Le procès marque un tournant nouveau dans le pontificat de François, susceptible de surpasser d’autres drames judiciaires dans la chaîne de scandales depuis « Vatileaks », lorsque Paolo Gabriele, le majordome du pape Benoît XVI, a été envoyé en prison en 2012 pour avoir divulgué des documents papaux à un journaliste italien. Lors de ce procès, le magistrat avait écarté des preuves essentielles tirées d’un rapport secret de trois cardinaux qui aurait pu faire la lumière sur les personnes qui ont aidé Gabriele.
Dans le procès actuel, le travail de l’accusation sur les liens entre les accusés s’en prend aux dirigeants de la banque du Vatican (qui s’appelle : Institut pour les œuvres de religion) et à l’appareil de surveillance financière du Vatican.
Le procès devant un magistrat n’a pas de jury. Dans les tribunaux occidentaux, les poursuites s’appuient sur une histoire, un récit – plus il est simple et meilleur c’est – qui prouve la culpabilité. Ce procès-là ressemble à une procédure policière réalisée par Fellini.
Pourtant, le procès est le signe le plus net de l’évolution de la stratégie juridique de François en réponse aux scandales de l’Église.
François a construit une approche double. En tant que monarque souverain, il a élaboré des révisions majeures du Code de droit canonique afin de tenir les évêques davantage responsables des négligences et des abus, rapprochant ainsi l’Église des procédures des tribunaux occidentaux.
Le père Tom Doyle, canoniste chevronné, prêtre dominicain retraité et témoin expert dans des affaires de victimes d’abus du clergé, souligne les réformes du droit canonique de François, parmi lesquelles la suppression de l’utilisation de règles de confidentialité strictes dans les procédures impliquant des abus sexuels.
Le « secret pontifical » ne s’applique plus aux accusations, aux procédures et aux décisions finales concernant les abus du clergé. « Cela signifie que les demandes légitimes de documents de l’Église dans le cadre de litiges doivent être respectées », souligne-t-il.

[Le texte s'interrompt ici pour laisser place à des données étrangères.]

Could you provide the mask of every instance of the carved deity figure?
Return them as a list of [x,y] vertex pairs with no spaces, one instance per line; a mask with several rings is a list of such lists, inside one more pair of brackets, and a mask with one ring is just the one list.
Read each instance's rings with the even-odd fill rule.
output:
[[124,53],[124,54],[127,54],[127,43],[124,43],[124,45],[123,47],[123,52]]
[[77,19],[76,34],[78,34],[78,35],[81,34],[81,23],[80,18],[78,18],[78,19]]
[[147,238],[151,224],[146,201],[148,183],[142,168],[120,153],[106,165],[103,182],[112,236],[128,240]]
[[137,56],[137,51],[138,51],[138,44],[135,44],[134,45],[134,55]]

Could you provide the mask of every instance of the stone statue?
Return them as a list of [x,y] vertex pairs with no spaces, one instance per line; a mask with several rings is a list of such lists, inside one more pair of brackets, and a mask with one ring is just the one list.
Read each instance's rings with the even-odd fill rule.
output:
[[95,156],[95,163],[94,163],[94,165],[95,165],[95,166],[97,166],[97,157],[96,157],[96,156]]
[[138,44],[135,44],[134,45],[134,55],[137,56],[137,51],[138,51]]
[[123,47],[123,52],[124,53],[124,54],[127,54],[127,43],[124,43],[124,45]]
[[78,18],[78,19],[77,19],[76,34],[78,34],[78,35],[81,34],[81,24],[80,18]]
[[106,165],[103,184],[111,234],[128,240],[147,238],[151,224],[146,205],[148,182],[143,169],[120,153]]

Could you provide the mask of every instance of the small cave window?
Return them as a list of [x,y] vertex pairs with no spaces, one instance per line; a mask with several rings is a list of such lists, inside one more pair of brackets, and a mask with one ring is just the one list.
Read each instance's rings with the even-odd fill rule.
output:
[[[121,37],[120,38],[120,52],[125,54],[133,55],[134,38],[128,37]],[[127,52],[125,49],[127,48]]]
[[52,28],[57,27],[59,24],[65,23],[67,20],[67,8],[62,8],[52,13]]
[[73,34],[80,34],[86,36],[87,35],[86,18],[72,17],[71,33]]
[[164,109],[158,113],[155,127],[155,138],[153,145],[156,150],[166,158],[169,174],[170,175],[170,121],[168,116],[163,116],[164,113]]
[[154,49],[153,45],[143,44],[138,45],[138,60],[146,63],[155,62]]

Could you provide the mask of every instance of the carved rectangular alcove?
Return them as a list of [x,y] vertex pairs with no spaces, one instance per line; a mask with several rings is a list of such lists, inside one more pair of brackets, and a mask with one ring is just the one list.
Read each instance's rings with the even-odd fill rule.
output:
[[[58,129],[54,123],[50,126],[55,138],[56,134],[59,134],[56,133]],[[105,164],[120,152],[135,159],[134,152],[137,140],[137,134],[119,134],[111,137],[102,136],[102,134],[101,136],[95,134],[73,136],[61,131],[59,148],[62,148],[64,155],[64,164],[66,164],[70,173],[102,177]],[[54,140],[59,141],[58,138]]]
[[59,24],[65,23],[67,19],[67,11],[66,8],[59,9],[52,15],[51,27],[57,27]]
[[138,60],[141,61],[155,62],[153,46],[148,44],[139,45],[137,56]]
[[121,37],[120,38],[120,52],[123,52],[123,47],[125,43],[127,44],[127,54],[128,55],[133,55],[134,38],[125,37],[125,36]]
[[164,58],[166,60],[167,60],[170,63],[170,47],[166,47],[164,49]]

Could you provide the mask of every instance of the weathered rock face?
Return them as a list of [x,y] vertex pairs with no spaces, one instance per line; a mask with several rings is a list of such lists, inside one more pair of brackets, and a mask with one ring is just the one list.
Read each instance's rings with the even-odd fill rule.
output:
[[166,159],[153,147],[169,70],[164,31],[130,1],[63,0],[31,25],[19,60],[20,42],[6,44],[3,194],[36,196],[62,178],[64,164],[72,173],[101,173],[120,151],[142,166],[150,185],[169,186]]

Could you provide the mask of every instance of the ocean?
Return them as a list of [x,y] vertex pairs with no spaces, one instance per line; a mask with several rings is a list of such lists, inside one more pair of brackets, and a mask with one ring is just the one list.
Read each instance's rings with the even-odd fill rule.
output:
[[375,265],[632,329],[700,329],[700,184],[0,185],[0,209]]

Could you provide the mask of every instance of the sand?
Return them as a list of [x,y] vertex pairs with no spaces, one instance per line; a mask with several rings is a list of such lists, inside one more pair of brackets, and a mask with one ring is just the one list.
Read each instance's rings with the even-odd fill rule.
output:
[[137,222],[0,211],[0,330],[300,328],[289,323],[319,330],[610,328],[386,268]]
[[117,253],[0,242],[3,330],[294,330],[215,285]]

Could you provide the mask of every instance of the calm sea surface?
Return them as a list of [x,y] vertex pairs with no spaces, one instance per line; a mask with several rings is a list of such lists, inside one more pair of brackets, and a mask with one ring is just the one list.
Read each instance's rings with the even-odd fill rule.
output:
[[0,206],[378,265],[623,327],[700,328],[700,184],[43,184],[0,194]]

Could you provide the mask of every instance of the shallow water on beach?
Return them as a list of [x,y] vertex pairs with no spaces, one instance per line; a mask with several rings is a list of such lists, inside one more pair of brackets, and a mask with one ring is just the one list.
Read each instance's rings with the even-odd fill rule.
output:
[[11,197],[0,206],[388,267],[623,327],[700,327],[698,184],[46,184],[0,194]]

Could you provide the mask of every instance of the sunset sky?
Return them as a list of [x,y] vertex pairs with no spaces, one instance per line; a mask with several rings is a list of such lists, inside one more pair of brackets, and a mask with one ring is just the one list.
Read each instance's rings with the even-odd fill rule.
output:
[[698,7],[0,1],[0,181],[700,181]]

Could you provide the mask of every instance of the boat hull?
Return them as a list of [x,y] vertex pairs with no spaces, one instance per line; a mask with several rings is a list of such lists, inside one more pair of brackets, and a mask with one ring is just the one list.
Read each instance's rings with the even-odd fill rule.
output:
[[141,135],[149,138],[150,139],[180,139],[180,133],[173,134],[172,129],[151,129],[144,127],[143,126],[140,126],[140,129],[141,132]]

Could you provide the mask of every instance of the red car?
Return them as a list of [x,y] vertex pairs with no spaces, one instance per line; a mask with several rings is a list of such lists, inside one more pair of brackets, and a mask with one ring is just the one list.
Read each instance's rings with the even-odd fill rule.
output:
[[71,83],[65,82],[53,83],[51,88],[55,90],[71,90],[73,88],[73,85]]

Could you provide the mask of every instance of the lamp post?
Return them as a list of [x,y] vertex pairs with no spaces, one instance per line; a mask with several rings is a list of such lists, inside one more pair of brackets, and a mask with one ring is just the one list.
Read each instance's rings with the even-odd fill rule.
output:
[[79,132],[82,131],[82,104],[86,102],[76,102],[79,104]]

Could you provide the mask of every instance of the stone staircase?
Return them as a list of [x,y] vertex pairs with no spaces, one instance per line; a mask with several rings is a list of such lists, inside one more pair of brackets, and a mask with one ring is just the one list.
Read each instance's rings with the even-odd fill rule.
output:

Il a déclaré à NCR : « Dans certains cas que j’ai vus, ils se battent encore pour obtenir des documents. Certains diocèses essaient encore d’obtenir la confidentialité dans les règlements. Avoir le pape de votre côté dans une plaidoirie civile, cela aide. »
Par ailleurs, selon T. Doyle, « François est dans un système politique qui peut lui faire obstruction. La Curie romaine a partout des motivations secrètes ; il a réussi à passer au travers en trouvant des personnes en qui il peut avoir confiance. »
Au-delà de la révision du code de droit canonique, l’État de la Cité du Vatican sous François joue un rôle plus agressif dans la poursuite des affaires relevant de sa juridiction légale, bien plus que sous les papes Benoît XVI et Jean-Paul II par le passé.
« Le Code pénal de l’État de la Cité du Vatican est fortement inspiré du droit pénal italien, mais il s’agit d’un système distinct », explique Nicholas Cafardi, spécialiste du droit canonique et ancien doyen de la faculté de droit de l’Université Duquesne.
« Il existe un accord, basé sur les accords du Latran de 1929, en vertu duquel l’État de la Cité du Vatican peut soit renvoyer les affaires criminelles qui se produisent sur son territoire aux autorités pénales italiennes » soit mener ses propres poursuites, ce qu’elle fait de plus en plus aujourd’hui.
En vertu du traité du Latran de 1929, le Saint-Siège et l’Italie ont accepté des conditions de coexistence en tant que pays séparés. L’Italie a payé 92 millions de dollars pour des territoires autrefois considérés comme les États pontificaux, accordant à la ville-État de 109 acres sa propre juridiction, avec la possibilité pour le pape de demander que les autorités italiennes prennent le relais et traitent une affaire juridique donnée.
Historiquement, les papes ont toujours tenu l’État italien à l’écart des affaires internes de la cité-État. Cela a commencé à changer en 2010, lorsque Benoît XVI, ébranlé par les scandales bancaires du Vatican, a approuvé la création d’une autorité de surveillance financière dotée d’enquêteurs indépendants afin de garantir le respect de Moneyval, un programme du Conseil de l’Europe visant à lutter contre le blanchiment d’argent et le financement du terrorisme.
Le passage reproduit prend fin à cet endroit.